Da es eine Weile her ist, dass ich den ersten Band der Trilogie gelesen habe, tat ich mich anfänglich etwas schwer damit, wieder in die Geschichte hinein zu finden - schließlich ist diese Welt irrsinnig vielschichtig und auch die Charaktere sind selten das, was sie oberflächlich zu sein scheinen... Manchmal kann einem da schon der Kopf schwirren!
Aber es dauerte nicht lange, bis mich Darrows Geschichte wieder gefangen nahm, und dann war ich sehr beeindruckt von der enormen dramatischen Wucht, mit der sie sich entfaltet.
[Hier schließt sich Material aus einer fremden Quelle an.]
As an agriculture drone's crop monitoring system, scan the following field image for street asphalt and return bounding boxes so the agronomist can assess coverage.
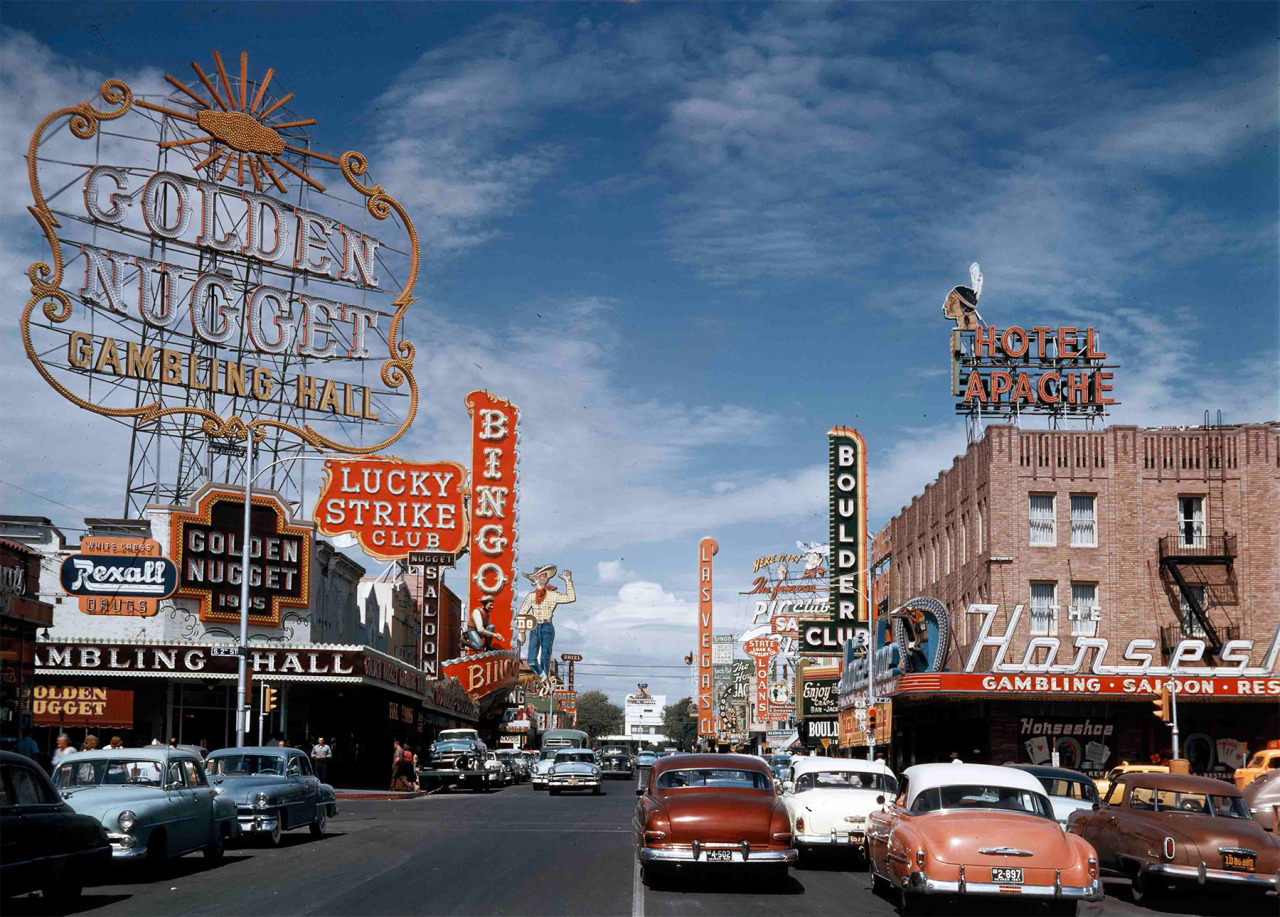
[4,780,1280,917]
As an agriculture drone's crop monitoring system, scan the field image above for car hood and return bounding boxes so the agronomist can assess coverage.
[61,784,169,830]
[662,789,776,844]
[915,811,1076,868]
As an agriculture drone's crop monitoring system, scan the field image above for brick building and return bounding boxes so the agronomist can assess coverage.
[855,423,1280,774]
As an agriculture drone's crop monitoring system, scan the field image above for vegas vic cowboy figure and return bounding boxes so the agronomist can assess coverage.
[516,564,577,678]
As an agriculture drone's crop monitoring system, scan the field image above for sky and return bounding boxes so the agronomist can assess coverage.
[0,1,1280,702]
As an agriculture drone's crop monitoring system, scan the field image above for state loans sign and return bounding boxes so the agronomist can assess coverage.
[314,457,467,561]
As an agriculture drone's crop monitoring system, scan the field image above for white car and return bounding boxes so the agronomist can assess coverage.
[782,758,897,857]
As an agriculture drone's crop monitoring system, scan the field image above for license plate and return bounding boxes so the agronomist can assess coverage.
[1222,853,1258,872]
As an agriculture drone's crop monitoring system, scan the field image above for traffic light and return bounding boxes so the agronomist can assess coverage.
[1151,684,1174,722]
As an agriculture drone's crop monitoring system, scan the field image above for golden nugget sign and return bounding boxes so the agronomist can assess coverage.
[20,51,419,453]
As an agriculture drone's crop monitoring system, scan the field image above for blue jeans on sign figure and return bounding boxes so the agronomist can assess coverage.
[529,621,556,675]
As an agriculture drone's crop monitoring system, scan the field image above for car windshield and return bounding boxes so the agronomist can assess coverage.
[795,771,897,794]
[205,754,284,777]
[54,758,160,790]
[556,752,595,765]
[911,784,1053,818]
[658,767,772,790]
[1038,777,1098,803]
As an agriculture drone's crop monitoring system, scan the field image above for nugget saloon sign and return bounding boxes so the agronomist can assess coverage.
[165,484,311,628]
[314,457,467,561]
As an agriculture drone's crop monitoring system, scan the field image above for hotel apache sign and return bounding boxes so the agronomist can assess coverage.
[164,484,311,628]
[314,457,467,561]
[59,535,178,617]
[20,51,419,453]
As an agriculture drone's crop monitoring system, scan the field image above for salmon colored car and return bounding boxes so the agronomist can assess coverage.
[631,754,796,885]
[867,762,1103,914]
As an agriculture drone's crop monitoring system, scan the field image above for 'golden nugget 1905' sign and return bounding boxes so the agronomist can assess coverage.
[20,51,419,453]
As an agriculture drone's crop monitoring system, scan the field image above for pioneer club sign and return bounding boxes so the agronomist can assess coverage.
[315,457,467,561]
[20,51,419,453]
[164,484,311,628]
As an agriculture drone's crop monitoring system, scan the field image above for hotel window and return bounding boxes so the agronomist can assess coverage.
[1069,583,1101,637]
[1178,497,1204,548]
[1071,493,1098,548]
[1028,493,1057,547]
[1032,583,1057,637]
[1178,585,1204,637]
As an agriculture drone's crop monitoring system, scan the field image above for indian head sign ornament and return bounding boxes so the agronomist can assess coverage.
[20,51,419,455]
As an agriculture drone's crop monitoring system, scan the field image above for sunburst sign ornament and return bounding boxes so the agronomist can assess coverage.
[20,51,420,455]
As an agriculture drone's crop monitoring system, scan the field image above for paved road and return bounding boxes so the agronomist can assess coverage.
[4,780,1277,917]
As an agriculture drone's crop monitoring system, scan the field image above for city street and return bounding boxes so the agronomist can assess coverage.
[5,780,1276,916]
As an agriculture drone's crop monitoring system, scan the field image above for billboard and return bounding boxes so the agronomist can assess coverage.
[165,484,312,628]
[312,456,467,561]
[698,538,719,739]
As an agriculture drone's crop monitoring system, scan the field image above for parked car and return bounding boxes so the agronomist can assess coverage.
[0,752,111,904]
[1005,765,1098,827]
[1093,761,1169,799]
[1235,739,1280,790]
[205,745,338,845]
[54,747,239,867]
[631,754,797,885]
[547,748,603,797]
[1068,774,1280,904]
[782,758,897,857]
[1242,771,1280,834]
[529,748,559,790]
[600,747,631,777]
[867,762,1103,914]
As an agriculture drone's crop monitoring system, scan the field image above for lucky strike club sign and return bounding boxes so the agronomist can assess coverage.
[170,484,311,628]
[20,51,419,452]
[315,457,467,561]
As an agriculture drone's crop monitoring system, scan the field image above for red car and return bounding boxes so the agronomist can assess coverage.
[631,754,796,885]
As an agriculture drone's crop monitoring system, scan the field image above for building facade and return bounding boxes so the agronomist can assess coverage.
[842,424,1280,776]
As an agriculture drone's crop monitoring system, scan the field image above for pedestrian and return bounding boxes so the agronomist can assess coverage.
[52,733,76,770]
[13,733,40,758]
[311,735,333,783]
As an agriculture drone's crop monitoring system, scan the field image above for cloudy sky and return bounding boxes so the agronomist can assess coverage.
[0,3,1280,699]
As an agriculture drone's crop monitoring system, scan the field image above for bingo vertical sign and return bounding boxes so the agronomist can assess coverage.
[698,538,719,739]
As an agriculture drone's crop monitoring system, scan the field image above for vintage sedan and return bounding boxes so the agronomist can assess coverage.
[0,752,111,905]
[782,758,897,856]
[547,748,603,797]
[631,754,796,885]
[1005,765,1098,827]
[205,745,338,845]
[867,762,1103,914]
[1068,774,1280,904]
[54,745,239,868]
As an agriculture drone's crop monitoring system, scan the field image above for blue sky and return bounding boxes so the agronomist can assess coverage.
[0,3,1280,694]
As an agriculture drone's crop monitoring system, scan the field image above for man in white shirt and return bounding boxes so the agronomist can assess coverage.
[311,735,333,783]
[516,564,577,678]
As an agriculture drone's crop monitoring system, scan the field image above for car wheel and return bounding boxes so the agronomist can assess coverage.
[205,829,227,863]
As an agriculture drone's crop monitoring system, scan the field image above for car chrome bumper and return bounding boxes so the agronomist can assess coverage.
[902,870,1106,902]
[640,847,797,866]
[795,831,867,847]
[106,832,147,859]
[1147,863,1280,889]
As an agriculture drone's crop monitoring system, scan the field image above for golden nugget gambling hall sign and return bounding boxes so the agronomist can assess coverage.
[20,51,419,453]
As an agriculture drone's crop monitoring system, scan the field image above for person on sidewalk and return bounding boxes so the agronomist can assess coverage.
[516,564,577,678]
[311,735,333,783]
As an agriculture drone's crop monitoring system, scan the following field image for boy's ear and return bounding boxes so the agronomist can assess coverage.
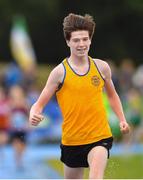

Brutal, dreckig, gnadenlos, rasant... Unerbittlich und unaufhaltsam wie ein Erdrutsch reißen die Geschehnisse den Leser mit. und dennoch gibt es immer mal wieder Momente, wo sie sich entfalten wie ein eleganter Tanz aus Allianzen und Intrigen, Familien und Hauszugehörigkeiten, Verrat und Loyalität.
Immer, wenn man glaubt, man hätte jetzt alles durchschaut, überrascht Pierce Brown einen wieder mit einer unerwarteten Wendung. Immer, wenn man sozusagen eine Schale der Geschichte abgeschält hat, stellt man fest, dass man noch lange nicht am Kern angekommen ist. Dabei folgt das Buch in meinem Augen niemals einem bekannten Schema, sondern liest sich immer originell und überraschend.
Ich habe mich öfter bei dem Gedanken ertappt, dass Pierce Brown und George RR Martin sich die Hand reichen könnten. Zum einen, weil die Welt von "Red Rising" genauso komplex und dabei bis ins Kleinste durchdacht ist wie die Welt von "Das Lied von Eis und Feuer", und zum anderen, weil beide Autoren großartige Charaktere schreiben, denen sie nichts, aber auch wirklich nichts ersparen.
Nicht nur, dass man sich niemals zu sicher sein sollte, dass ein wichtiger Charakter schon nicht sterben wird - man kann sich auch nicht darauf verlassen, dass die Hauptcharaktere moralisch immer über jeden Zweifel erhaben sind. Die Welt, in der sie leben, hat sie hart und grausam gemacht.
Um das System zu unterwandern und zu zerstören, lässt sich Darrow auf das gnadenlose Spiel ein, das die Goldenen spielen, und dabei lädt er enorme Schuld auf sich. Unschuldige Menschen sterben, damit er seine Ziele erreichen kann, in großer Zahl. Ja, er leidet darunter, der Gedanke an die Opfer verfolgt ihn - aber er macht weiter, denn mit friedlichen Mitteln kann er das korrupte Regime der Goldenen nicht stürzen. Nicht immer konnte ich seine Entscheidungen verstehen oder gutheißen, aber im Grunde ist er ein guter Mann, der seine Welt zum Besseren verändern will.
Gerade weil die Charaktere alle ihre Schattenseiten haben, fand ich sie interessant und glaubhaft geschrieben.
Es gibt Liebesgeschichten, diese stehen aber nicht so sehr im Mittelpunkt, dazu sind die Charaktere viel zu beschäftigt mit Kriegen und Intrigen...
Ich muss leider sagen, dass der Schreibstil in der deutschen Übersetzung viel an Sogkraft verliert - im Original ist er schlichtwegs atemberaubend, geradezu hypnotisch, und ich hatte durch die Sprache noch mehr den Eindruck, wirklich in einer ganz anderen Welt zu sein. Aber auch im Deutschen ist der Stil immer noch bildgewaltig und ungewöhnlich!
Zitat:
"Dann stehe ich allein da und horche auf den Ruf der tiefen Minen. Wind heult durch den Untergrund und singt sein trauriges Lied. Ich habe die Augen in der Dunkelheit geschlossen, stehe mit den Füßen im lockeren Boden. Mein Gesicht ist dem schwarzen Schlund zugewandt, der tief in die Eingeweide meiner Welt hineinreicht."
Fazit:
"Red Rising - Im Haus der Feinde" ist ein gelungener zweiter Band, mit wahnsinniger Sogkraft und jeder Menge Action. In meinen Augen war schon der erste Band großartig, aber Pierce Brown setzt hier noch einmal eine Schippe drauf!
Die Charaktere könnten auch von George RR Martin sein - beeindruckend komplex, aber nicht unbedingt langlebig... Überhaupt ist "Red Rising" meiner Meinung nach sozusagen der dystopische Stiefbruder von "Das Lied von Eis und Feuer", was ich durchaus als Kompliment meine.
Originelle Ideen, vielschichtige Charaktere, ein straffer Spannungsbogen und ein bildgewaltiger Schreibstil voller Atmosphäre - für mich ein absolutes Erfolgsrezept.